バナー都甲_世界文学の体温アメリカ文学

第2回 サリンジャーの臙脂色の表紙(都甲幸治)

 高校に入った僕は、日本現代文学と出会った。それまでも日本文学は読んでいた。小学校五年生ぐらいのころかな。中学受験のために買った国語の参考書に、読んでおくべき日本近代文学リスト百冊、みたいなのがついていて、それを参考にしながら夏目漱石、森鷗外、志賀直哉なんてビッグネームの作品を少しずつ読み進めていた。
 五百円単位で貯めたお金を握り締めて書店に行き、文庫本を買いそろえる。古臭い文章の中にも、共感できる部分はある。そうして作品はだいぶ読んでいた。すっかり影響を受けてしまって、小学校六年のとき、担任に言われて付けた日記の文章は漱石のパロディになっていたぐらいだ。
 その他にも、中学時代から古典文学は読んでいた。江戸時代に書かれた杉田玄白の『蘭学事始』を、書店のカバーも付けない岩波文庫で読みながら電車の車内で立っていたら、急に目の前のおじさんに席を譲られたのを憶えている。僕としては、自分の興味で読んでいただけだったのだが、身長百五十センチもないような子供がやたらと古い本を読んでいるのは異様な光景だったのではないか。

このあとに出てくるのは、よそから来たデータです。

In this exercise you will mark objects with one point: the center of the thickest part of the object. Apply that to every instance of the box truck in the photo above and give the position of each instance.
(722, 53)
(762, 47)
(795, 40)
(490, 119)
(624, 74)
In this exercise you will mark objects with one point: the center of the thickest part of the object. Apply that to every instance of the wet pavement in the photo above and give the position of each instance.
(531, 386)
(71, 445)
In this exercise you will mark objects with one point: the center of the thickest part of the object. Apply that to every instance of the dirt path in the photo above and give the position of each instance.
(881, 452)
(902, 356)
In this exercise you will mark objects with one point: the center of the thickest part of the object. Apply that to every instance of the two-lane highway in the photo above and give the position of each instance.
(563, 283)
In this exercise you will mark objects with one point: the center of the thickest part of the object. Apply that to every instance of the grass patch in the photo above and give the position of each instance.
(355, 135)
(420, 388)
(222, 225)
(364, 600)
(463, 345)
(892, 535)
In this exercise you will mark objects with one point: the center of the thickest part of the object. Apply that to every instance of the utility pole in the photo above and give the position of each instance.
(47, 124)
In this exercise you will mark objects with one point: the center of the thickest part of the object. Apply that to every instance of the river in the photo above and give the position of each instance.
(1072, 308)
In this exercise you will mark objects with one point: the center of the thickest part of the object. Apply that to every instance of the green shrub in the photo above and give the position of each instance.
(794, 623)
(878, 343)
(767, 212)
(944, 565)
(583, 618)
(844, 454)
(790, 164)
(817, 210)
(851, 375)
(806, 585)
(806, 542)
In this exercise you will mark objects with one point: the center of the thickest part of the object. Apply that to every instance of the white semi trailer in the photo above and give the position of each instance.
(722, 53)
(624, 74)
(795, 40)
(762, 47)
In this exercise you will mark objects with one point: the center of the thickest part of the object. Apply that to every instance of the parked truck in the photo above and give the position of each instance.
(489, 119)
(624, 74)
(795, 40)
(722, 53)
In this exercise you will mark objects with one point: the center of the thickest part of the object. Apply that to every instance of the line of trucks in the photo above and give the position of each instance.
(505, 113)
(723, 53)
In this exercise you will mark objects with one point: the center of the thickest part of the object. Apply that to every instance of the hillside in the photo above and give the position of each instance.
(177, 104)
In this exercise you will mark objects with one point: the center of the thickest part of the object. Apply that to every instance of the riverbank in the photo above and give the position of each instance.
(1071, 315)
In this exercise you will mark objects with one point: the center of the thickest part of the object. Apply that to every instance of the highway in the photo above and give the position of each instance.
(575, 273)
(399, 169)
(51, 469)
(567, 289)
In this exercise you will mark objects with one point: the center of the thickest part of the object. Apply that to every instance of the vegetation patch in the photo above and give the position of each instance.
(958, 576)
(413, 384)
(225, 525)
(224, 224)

 高校でも古典はけっこう好きで、鴨長明『方丈記』や吉田兼好『徒然草』、紀貫之『土佐日記』、そして『伊勢物語』など、これも文庫本で読んだ。出家や恋に破れた古代人の気持ちなど、読んでいるととても心に染みてくる。というとやたらと渋好みの高校生、という感じだが、それだけではない。
 きっかけは、筑摩書房から出た『高校生のための文章読本』だった。一九八六年刊だから、ちょうど出版されたばかりのものが、高校の副読本として採用されたのだ。これは画期的な本だった。高校の国語の先生が、様々な現代文学を集めてアンソロジーにしている。その選び方の見事なこと。
 高橋源一郎『さようなら、ギャングたち』は擬音やルビを多用した、いわゆるポストモダン文学だったし、イサク・ディーネセンの『アフリカの日々』は、ケニアの高原で見るトカゲについての印象的な文章だった。今の日本にはこんな書き手がいるのか。そして、世界にはもっともっと瑞々しい文章があるのか。ページをめくりながら僕の心は震えた。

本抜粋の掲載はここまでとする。